Le temps de l’action

Depuis trois mois maintenant, ma famille et moi suivons avec des hauts et des bas les « évènements » de notre berceau historique. Un vent d’optimisme a soufflé dès le début de la thawra et continue aujourd’hui à susciter un réel espoir.

J’ai quitté mon pays en 1982, quelques jours avant l’assassinat de Bachir Gemayel, partant avec l’immense satisfaction de voir mon pays se diriger vers ce pourquoi nous nous étions battus depuis 1975. La douche froide du 14 septembre a éteint cette flamme d’espoir portée par un homme avec une vision rassembleuse et moderniste d’un État régalien. Nous sommes alors rentrés dans une période de glaciation.

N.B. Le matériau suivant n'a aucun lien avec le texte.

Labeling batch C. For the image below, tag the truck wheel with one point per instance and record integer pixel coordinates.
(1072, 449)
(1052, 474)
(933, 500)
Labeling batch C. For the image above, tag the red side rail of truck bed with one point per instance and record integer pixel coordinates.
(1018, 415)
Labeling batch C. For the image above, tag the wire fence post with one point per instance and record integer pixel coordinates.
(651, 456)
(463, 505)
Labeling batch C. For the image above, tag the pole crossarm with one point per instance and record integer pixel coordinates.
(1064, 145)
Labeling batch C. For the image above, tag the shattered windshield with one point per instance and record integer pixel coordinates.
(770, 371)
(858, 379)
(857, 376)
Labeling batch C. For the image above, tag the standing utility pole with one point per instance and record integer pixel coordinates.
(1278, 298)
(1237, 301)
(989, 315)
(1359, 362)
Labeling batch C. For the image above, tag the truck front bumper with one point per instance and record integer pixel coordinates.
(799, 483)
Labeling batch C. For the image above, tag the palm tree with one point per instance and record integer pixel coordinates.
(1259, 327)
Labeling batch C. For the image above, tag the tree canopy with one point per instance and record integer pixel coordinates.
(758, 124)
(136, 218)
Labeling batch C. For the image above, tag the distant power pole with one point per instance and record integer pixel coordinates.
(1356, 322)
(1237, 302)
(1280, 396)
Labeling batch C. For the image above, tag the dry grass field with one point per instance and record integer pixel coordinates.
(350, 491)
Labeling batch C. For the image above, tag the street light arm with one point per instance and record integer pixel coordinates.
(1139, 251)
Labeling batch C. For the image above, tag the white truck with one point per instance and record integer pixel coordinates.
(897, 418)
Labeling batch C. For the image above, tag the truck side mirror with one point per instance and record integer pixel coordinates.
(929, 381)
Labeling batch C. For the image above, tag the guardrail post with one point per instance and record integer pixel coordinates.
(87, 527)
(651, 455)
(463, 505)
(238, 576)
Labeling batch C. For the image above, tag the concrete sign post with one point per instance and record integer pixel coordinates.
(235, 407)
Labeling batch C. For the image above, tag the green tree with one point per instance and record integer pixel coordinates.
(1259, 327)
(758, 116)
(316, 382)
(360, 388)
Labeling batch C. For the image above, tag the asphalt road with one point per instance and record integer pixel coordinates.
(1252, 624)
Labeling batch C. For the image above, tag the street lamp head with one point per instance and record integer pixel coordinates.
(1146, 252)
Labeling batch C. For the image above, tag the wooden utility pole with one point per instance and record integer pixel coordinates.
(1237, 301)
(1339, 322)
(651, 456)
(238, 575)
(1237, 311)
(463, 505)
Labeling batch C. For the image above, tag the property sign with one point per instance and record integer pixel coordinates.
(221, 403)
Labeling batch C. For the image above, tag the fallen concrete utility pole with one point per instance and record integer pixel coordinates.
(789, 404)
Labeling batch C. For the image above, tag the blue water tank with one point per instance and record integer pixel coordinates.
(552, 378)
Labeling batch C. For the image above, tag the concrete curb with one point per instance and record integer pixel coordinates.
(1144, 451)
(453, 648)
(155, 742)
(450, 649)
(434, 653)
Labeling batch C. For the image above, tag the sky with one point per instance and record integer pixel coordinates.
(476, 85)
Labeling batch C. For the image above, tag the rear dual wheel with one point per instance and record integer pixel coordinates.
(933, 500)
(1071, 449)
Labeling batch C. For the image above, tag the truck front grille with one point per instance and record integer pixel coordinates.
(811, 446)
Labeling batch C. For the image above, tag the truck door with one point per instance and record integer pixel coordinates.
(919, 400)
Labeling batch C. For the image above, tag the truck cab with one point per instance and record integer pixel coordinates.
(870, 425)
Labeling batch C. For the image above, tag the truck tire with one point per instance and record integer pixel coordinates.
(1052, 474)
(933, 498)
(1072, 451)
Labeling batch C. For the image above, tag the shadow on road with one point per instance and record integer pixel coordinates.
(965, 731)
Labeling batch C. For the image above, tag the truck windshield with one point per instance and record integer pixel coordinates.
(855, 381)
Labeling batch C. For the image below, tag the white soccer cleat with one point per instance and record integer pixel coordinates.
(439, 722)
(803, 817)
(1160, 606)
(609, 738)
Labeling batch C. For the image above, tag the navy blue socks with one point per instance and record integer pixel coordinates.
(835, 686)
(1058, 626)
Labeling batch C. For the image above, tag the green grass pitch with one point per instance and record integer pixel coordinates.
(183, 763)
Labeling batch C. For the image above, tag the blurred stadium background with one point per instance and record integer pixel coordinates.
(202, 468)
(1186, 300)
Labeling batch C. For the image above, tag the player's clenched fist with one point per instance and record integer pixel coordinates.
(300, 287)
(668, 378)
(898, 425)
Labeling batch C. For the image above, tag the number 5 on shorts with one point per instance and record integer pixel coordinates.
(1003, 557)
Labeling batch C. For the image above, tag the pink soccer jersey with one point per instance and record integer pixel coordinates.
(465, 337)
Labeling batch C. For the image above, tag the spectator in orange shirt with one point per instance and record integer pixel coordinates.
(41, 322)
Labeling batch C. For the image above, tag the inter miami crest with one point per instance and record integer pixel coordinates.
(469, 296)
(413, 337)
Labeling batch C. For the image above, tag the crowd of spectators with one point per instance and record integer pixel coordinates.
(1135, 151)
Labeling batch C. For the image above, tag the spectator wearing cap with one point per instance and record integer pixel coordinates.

Bien sûr, tout n’était pas rose avant, ni la répartition des richesses, ni la couverture sociale, ni l’indépendance de l’État et de la justice. Bien sûr, nos frères chiites étaient une communauté délaissée dans son ensemble. Néanmoins, nous avions de l’électricité 24h/24, de l’eau potable, l’environnement était préservé, le Liban était un exemple dans le monde environnant, et au-delà, il brillait par ses intellectuels, ses médecins, ses hôpitaux, ses universités, sa presse. Le dollar s’échangeait à 3,5 livres libanaises.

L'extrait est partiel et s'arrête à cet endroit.